Draped across the beanbag was a rumpled swath of pink alicorn. She was staring intently into the box and fiddling with some buttons on a tiny panel in front of the beanbag with her hooves. A spoon was suspended in a pale blue telekinetic field spare inches above a bowl of cereal. No, wait—not cereal. To his dawning dismay, Shining Armor noticed that the bowl was full of extracted marshmallow bits from a box of Magic Charms cereal—specifically the heart-shaped ones.

The pink alicorn looked up from her wooshing, bleeping box. Her face lit up in an expression of joy.

Oh no, thought Shining Armor.

"Hail, sweet husband!" bellowed Cadance, knocking him backwards out of the room. "How fared your adventure with the destiny-alteration spell?"

Shining struggled vainly for a moment to upright himself in the hall outside the door. "Went great, honey!" he said, with the feeling of a cavern opening in his gut. "No complaints!" Shining tried again to get his legs under him, but before he could sort everything out, he felt himself being lifted gently into the air and placed on his hooves back inside the room.

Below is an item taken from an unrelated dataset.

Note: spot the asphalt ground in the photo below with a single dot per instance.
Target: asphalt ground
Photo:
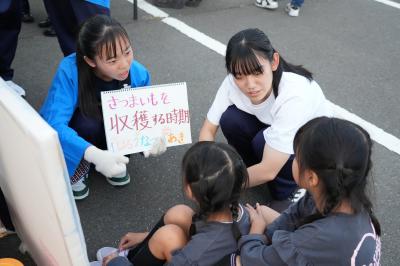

"Buh," said Flurry Heart, setting him down as her aura winked off. Shining Armor's foal returned her gaze to the ant farm on the floor in front of her. Occasionally she telekinetically plucked one of them up and placed it in a location unfamiliar to it, whereupon she watched its confused flailing with rapt attention. A half-eaten slice of mushed-up angel food cake lay on a colorful baby plate nearby.

"Bah buh bah," said Flurry, to the ants, imperiously. The ants waved their little feelers around in royal deference.

Cadance gave Flurry Heart a sour look. "Look how the ants fawn upon you, dear daughter."

"Bah," said Flurry Heart, airily.

"Would that they looked upon me with such respect!" she cried. "The ants have never loved and appreciated me the way that they have you!"

"Buh," Flurry Heart replied, narrowing her eyes.

"Do not strike that tone, daughter of mine! You do not possess the power to banish me!"

"Bah," said the foal, coldly, toddling over to Shining Armor's hoof and hugging it tightly..

"Your father will not fetch you the Elements of Harmony, young filly! For one thing, they are in a tree now!"

Shining Armor watched the escalating feud between his wife and his daughter, expression blank and eyes distant. Eventually he wandered over to the ant farm and gave the collected mass of lowly creatures a brotherly pat. Shining had once read a legend that a pony who happened to become the object of an alicorn's affection would never pass from Equestria; that the powerful magic of a princess's love would sustain them through the ravages of age and keep them alive for centuries, so that they might forever experience the beauty of a relationship with one of the most noble and powerful creatures in all Equestria.

Shining Armor now found himself beloved of two of them.

He found himself hoping that the legend was wrong.